MLA Members Receive August 2018 National Endowment for the Humanities Grants

The Modern Language Association congratulates the seven MLA members who were awarded National Endowment for the Humanities grants in August 2018. Their various projects include a seminar for higher education teachers on nineteenth-century western New York writers and a study of a 1970s African American women’s writing group.

Public Scholar Program

Devoney Looser, Arizona State University
Project Title: Biography of Sisters Jane Porter (1775–1850) and Anna Maria Porter (1778–1832), 19th-Century British Novelists
Description: Research and writing of a book on British sister novelists Jane Porter (1775–1850) and Anna Maria Porter (1778–1832), contemporaries of Jane Austen.

Courtney Thorsson, University of Oregon
Project Title: The Sisterhood: A Black Women’s Literary Organization
Description: Research and writing leading to publication of a book on a circle of African American women writers and how they supported one another’s work and careers. The group, which included Toni Morrison, Alice Walker, and Audre Lorde, met regularly in New York in the 1970s.

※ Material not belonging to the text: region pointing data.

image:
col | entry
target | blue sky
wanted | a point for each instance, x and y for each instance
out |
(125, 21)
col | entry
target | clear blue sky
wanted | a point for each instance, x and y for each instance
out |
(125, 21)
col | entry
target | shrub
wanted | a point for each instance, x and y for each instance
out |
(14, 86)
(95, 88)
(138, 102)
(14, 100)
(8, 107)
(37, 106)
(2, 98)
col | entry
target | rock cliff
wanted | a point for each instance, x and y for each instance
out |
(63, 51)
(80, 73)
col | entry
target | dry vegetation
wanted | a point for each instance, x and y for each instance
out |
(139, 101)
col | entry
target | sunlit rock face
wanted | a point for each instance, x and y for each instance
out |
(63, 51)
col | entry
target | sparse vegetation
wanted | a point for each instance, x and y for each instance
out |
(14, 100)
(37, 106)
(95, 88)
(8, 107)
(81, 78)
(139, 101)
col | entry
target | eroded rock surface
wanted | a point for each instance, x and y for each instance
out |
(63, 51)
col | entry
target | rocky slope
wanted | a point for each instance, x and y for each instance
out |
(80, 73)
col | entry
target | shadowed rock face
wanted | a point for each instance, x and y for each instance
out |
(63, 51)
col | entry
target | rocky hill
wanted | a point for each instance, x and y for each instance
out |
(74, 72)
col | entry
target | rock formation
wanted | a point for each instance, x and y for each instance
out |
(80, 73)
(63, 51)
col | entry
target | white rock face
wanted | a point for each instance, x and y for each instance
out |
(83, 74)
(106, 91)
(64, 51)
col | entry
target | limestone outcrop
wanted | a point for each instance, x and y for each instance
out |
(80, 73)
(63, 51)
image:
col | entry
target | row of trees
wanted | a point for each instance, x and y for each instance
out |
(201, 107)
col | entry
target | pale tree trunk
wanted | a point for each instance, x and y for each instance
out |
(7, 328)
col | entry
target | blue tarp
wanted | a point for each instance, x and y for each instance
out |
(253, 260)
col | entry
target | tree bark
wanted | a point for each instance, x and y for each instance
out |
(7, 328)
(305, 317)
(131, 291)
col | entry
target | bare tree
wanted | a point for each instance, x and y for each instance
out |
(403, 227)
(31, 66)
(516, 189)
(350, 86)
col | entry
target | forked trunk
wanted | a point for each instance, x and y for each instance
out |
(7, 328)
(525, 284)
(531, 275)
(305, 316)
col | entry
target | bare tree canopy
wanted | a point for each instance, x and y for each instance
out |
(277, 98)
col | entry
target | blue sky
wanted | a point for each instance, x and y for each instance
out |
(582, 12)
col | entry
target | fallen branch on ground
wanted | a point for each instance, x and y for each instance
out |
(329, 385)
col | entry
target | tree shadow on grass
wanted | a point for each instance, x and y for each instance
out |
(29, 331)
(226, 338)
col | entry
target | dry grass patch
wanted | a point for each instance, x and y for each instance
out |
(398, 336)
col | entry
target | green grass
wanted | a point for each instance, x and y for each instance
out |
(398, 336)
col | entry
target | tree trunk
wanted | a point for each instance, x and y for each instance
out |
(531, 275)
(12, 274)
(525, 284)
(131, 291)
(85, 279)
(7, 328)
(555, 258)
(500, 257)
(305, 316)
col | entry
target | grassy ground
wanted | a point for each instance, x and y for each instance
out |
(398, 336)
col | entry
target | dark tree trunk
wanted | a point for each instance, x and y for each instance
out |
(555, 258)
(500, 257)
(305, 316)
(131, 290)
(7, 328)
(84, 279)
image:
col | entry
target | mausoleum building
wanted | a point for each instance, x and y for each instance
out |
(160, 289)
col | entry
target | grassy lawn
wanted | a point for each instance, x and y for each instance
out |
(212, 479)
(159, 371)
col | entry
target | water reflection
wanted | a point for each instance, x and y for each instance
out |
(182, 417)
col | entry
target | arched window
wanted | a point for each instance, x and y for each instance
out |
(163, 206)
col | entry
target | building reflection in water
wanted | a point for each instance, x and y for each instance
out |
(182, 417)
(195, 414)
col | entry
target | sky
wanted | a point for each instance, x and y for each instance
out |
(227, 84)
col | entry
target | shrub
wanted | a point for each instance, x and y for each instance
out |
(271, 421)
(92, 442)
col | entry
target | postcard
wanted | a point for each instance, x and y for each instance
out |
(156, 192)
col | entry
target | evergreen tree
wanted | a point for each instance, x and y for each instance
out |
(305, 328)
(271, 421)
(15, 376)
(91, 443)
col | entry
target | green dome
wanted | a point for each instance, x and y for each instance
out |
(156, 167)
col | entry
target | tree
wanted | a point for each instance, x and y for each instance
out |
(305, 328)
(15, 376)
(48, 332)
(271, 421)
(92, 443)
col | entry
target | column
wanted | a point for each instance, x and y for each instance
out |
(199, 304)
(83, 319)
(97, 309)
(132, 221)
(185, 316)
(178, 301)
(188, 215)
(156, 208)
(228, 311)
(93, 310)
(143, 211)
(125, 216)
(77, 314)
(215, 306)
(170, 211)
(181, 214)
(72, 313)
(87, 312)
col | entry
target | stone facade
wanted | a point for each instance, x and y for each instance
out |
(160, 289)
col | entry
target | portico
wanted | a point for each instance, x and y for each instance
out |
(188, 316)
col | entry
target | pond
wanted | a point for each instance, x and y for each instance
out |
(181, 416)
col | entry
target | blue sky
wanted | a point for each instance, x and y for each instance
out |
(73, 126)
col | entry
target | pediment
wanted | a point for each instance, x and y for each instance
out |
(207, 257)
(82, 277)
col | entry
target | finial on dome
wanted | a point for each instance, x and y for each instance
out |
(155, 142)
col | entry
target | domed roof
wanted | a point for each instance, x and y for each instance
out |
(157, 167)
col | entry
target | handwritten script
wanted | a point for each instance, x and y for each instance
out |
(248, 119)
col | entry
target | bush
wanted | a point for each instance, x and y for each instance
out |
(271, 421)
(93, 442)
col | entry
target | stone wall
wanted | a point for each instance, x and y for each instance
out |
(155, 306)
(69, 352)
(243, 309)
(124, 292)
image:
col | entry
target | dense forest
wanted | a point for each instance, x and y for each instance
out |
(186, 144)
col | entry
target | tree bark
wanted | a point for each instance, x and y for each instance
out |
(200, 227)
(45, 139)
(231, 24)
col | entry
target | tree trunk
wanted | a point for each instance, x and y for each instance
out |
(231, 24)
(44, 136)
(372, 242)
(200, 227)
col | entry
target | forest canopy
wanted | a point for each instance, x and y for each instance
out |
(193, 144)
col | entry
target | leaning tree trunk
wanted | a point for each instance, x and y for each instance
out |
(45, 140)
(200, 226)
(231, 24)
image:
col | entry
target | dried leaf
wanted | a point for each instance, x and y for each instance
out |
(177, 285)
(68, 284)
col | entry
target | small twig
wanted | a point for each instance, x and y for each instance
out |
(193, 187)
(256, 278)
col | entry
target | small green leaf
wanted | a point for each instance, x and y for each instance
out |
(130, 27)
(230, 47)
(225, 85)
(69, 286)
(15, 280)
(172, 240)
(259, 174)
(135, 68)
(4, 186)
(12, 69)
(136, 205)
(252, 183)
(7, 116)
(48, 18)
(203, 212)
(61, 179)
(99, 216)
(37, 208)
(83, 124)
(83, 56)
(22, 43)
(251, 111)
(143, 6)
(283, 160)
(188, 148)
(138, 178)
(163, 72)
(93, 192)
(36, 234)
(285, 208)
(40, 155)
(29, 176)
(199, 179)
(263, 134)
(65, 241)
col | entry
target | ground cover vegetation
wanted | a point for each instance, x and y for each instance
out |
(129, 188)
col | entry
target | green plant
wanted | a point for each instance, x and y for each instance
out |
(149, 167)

Seminars for School Teachers

Lori Branch, University of Iowa
Project Title: Religion, Secularism, and the Novel
Description: A three-week seminar for sixteen college and university faculty members examining the history of the novel as it relates to theses about the secularization of society or the continuing hold of religion on society, to be held at the University of Iowa.

John Jordan, University of California, Santa Cruz
Project Title: Reimagining the Literary Classic: Teaching Literature through Adaptations
Description: A three-week seminar for sixteen school teachers on adaptations of literary works.

Shirley Samuels, Cornell University
Project Title: Situating Democratic Writers in Western New York: Tocqueville, Cooper, Stanton, and Douglass
Description: A two-week seminar for sixteen college and university teachers to study the works of significant nineteenth-century writers in the historical and literary context of western New York.

Institutes for College and University Teachers

Liesl Olson, Newberry Library
Project Title: Making Modernism: Literature and Culture in Chicago, 1893–1955
Description: A four-week institute for twenty-five college and university teachers to study modernist literary and artistic expression through the collections of the Newberry Library and sites in Chicago.

Scholarly Editions and Translations

Sandra Spanier, Penn State University, University Park
Project Title: The Letters of Ernest Hemingway
Description: Preparation for publication of volumes 5, 6, and 7 of a scholarly edition of six-thousand surviving letters of the American author Ernest Hemingway (1899–1961).